Recensione del film tratto da “L’eleganza del riccio” di Muriel Barbery, caso editoriale dello scorso anno.

28 gennaio 2010 - 22:11

Le-herrison-Poster-Italia

Regia: Mona Achache

Sceneggiatura: Mona Achache

Interpreti: Josiane Balasko, Garance Le Guillermic, Togo Igawa,Anne Brochet, Ariane Ascaride, Wladimir Yordanoff, Sarah Le Picard, Jean-Luc Porraz, Gisèle Casadesus, Mona Heftre, Samuel Achache, Valerie Karsenti, Stéphan Wojtowicz Ruoli ed Interpreti

Montaggio: Julia Gregory

Musiche: Gabriel Yared

Produzione: Les Films des Tournelles, Pathé, France 2

Distribuzione: Eagle Pictures

Paese: Francia 2009

Durata: 100 Min

Uscita cinema: 5/01/2010

di Greta Zuccheri

La locandina del film recita espressamente “tratto dal bestseller L’eleganza del riccio” quindi non certo “liberamente ispirato a” ma l’autrice si è lamentata della trasposizione, non si sa bene a quale titolo, data la sostanziale fedeltà del film. Se il libro è probabilmente sopravvalutato, è una lettura piacevole ma non certo ascrivibile tra i capolavori della letteratura, il film allo stesso modo non è definibile né come una grande opera né come un lavoro mediocre. Assente dagli schermi è l’aria un po’ compiaciuta di cui le pagine del romanzo sono intrise, la storia viene narrata in tono più umile ed elegiaco. L’umiltà viene portata sullo schermo principalmente dalla brava protagonista Josiane Balasko, nella figura della scorbutica portiera di un aristocratico palazzo parigino, Renée Michel. Renée fa di tutto per apparire come vuole lo stereotipo dei portinai ignoranti che “guardano continuamente la televisione” ma sotto l’apparenza si cela una persona ricca di cultura coltivata per passione e non per facciata come tanti abitanti del palazzo. Ma due persone, la piccola Paloma, dodicenne che progetta il suicidio, e il nuovo vicino giapponese Kakuro Ozu, vorranno andare oltre ciò che sembra e scoprire la magnifica biblioteca che si cela dietro una porta chiusa del suo appartamento. Saranno loro a vedere l’eleganza che si cela sotto gli aculei del riccio-Renée.

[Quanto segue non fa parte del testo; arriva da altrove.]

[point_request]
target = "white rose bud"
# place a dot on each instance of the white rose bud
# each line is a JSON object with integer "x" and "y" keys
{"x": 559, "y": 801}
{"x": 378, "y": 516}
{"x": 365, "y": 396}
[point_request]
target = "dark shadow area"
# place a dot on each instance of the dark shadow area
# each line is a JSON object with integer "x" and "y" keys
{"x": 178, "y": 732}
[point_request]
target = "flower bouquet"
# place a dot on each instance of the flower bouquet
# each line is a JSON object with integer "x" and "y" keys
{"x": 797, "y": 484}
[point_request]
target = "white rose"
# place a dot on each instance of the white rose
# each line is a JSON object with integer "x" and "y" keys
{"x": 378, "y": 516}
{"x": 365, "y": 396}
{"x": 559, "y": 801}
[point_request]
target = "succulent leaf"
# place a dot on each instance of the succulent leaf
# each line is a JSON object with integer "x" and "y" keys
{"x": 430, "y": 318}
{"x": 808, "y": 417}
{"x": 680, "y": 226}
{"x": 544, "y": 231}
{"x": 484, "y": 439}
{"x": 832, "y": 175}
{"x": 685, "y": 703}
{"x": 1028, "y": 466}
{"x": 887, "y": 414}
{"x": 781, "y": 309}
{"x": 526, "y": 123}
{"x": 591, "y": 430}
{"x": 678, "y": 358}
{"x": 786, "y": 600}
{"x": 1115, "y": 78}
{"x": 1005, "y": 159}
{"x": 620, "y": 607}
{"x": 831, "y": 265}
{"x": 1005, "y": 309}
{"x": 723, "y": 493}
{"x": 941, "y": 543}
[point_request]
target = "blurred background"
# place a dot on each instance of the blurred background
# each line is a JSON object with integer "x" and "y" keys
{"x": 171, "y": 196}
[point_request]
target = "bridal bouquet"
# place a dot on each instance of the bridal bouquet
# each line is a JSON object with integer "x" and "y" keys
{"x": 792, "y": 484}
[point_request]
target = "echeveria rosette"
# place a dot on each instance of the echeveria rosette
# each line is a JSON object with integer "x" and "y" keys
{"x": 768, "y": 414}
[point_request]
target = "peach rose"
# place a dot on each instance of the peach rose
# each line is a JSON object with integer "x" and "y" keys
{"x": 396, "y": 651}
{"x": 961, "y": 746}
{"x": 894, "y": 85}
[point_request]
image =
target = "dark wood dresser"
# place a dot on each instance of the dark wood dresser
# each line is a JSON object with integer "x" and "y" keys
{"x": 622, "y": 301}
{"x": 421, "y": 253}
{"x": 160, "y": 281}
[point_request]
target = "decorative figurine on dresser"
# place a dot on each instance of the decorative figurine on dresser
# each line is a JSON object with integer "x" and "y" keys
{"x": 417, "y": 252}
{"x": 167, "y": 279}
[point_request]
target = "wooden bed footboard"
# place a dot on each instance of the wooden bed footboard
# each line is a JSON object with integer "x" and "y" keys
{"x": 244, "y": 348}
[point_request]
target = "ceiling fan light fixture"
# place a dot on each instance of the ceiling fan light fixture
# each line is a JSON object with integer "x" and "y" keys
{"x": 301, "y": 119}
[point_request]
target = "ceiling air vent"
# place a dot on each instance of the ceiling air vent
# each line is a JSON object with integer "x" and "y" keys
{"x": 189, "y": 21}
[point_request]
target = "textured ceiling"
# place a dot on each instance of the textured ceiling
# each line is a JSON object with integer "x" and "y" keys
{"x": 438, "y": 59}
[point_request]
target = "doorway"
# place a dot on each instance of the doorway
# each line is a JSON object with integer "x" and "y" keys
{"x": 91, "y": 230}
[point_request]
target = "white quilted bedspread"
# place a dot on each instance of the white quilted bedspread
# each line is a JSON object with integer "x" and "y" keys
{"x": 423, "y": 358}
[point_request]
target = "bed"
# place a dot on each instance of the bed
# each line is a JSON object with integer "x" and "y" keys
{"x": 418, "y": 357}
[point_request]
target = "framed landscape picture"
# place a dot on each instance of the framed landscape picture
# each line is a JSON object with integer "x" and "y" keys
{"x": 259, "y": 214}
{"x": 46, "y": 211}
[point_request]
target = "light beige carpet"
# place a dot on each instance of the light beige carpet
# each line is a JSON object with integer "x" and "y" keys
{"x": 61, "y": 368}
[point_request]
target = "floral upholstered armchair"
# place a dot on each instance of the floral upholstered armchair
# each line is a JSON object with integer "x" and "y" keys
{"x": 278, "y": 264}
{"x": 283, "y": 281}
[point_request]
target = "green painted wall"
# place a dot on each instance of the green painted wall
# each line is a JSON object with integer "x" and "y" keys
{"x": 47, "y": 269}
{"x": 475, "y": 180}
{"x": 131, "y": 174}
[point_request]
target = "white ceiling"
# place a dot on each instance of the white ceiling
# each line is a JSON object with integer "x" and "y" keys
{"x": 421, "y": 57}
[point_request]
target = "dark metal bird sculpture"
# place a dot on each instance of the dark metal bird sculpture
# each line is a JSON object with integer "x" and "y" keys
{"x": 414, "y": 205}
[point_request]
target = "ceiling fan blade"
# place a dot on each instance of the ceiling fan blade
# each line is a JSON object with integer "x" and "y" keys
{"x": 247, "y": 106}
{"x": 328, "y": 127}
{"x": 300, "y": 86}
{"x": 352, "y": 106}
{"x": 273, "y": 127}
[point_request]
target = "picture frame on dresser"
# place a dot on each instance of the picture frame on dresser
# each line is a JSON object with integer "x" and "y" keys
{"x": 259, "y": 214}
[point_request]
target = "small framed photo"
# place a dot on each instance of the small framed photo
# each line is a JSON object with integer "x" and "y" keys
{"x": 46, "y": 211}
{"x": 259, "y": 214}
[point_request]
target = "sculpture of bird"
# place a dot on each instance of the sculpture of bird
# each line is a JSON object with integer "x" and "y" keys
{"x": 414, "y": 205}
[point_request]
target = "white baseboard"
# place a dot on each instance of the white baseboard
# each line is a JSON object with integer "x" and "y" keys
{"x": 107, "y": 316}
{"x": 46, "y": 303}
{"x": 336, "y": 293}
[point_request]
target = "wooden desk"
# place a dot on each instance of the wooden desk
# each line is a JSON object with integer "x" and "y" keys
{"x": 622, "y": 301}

L’operazione più riuscita del film è la resa degli stereotipi sociali tutt’altro che scomparsi nel ventunesimo secolo, rappresentati dalla nobile signora che non riconosce Renée solo perché ha un vestito elegante e una nuova acconciatura. Si può quindi vedere ne “Il Riccio” una tenue critica sociale, unita alla speranza di un superamento di quelle barriere invisibili ma invalicabili che caratterizzano i rapporti di ogni giorno, ma il fatto che quest’operazione riesca solo ai “diversi”, una bambina molto intelligente e un uomo venuto da lontano, sembra suggerire che non sia possibile tra la maggioranza delle persone. Impietoso è anche il ritratto degli aristocratici francesi, le cui giornate scorrono in un sostanziale vuoto esistenziale richiamando alla memoria Mastroianni nella “Dolce Vita”, emblema più riuscito di quel far nulla.

Il film tuttavia non approfondisce appieno queste tematiche ma si sofferma più sulla poesia dell’insieme, dalla grazia della cultura alla delicatezza delle amicizie tra questi tre personaggi così particolari, e alla fine diverte e commuove allo stesso tempo.